Qui a fait la formation intellectuelle des architectes de l'anéantissement? Qui furent les maîtres des médecins nazis? Dans quel bain culturel ont trempé les concepteurs de l'assassinat de masse?
Parce que les hommes sont nourris des croyances des générations qui les ont précédées, il faut procéder à une archéologie intellectuelle du désastre du siècle passé, non en épousant la fonction d'un juge ou d'un procureur (et contre qui instruire?) mais en adoptant la démarche d'un passant ordinaire.
Convaincus que la culture était synonyme de «progrès» et de «raison», nous avons occulté l'immense histoire des anti-Lumières, cette part de la culture européenne qui s'employa à faire des Juifs une question. L'imaginaire antijuif ne se limite pas à quelques figures de renom, mais imprègne l'histoire de l'Europe tout entière. Que l'antijudaïsme, mué en «antisémitisme», demeure la toile de fond de cette catastrophe, qui le contesterait? Mais cet arrière-plan n'exclut pas un environnement plus large: comment entendre les lois de Nuremberg sans référence aux statuts de limpieza de sangre du XVe siècle espagnol? Comment comprendre le basculement génocidaire de l'automne 1941 sans le corréler au programme «T4» nazi de mise à mort des malades mentaux?
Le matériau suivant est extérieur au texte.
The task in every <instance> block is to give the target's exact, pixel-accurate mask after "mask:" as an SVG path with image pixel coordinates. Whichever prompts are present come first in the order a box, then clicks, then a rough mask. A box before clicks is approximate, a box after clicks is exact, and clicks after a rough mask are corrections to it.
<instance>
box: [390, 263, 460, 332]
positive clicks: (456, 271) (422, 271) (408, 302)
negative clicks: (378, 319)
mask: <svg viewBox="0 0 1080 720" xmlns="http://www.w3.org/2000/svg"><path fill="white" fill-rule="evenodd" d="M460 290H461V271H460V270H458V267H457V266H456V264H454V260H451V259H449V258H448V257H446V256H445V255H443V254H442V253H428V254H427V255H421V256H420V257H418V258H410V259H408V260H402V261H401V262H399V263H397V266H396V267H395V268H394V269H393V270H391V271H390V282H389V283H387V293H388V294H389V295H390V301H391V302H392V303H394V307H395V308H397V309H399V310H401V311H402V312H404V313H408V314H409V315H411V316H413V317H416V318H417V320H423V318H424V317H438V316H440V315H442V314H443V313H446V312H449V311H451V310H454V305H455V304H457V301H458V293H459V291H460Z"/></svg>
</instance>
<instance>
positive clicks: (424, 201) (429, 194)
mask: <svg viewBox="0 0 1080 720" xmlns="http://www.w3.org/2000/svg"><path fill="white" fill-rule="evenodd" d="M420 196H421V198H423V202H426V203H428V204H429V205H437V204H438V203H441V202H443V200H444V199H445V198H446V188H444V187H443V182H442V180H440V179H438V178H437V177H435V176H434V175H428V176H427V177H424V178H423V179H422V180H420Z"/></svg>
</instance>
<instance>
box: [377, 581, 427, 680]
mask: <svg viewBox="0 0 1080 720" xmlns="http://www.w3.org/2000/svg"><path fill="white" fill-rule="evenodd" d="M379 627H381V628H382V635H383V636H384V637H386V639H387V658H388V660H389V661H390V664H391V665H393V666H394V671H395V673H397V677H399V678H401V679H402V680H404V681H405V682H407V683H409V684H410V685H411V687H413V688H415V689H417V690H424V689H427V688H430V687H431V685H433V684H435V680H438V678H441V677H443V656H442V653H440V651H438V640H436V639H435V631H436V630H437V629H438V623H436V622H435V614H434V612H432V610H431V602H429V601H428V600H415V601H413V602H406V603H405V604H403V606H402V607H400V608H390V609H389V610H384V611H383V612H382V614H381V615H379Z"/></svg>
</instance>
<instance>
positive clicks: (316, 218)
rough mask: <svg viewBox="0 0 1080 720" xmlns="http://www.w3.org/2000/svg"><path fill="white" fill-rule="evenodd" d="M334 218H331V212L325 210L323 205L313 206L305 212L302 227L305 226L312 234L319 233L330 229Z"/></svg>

Les années 1880-1914 ont constitué la matrice d'une brutalisation de la société que la Grande Guerre allait exacerber par une mort de masse, qui réduisit les corps à des débris d'humanité en ravalant l'ennemi au rang de parasite.
Coupée de son terreau nourricier, l'histoire sans précédent mais non sans racines de la Shoah risque à la longue d'apparaître comme un accident dans la «marche continue du progrès». La mise en lumière de ses origines culturelles et politiques contribuera, au contraire, à ancrer cette tragédie dans le temps long de l'histoire.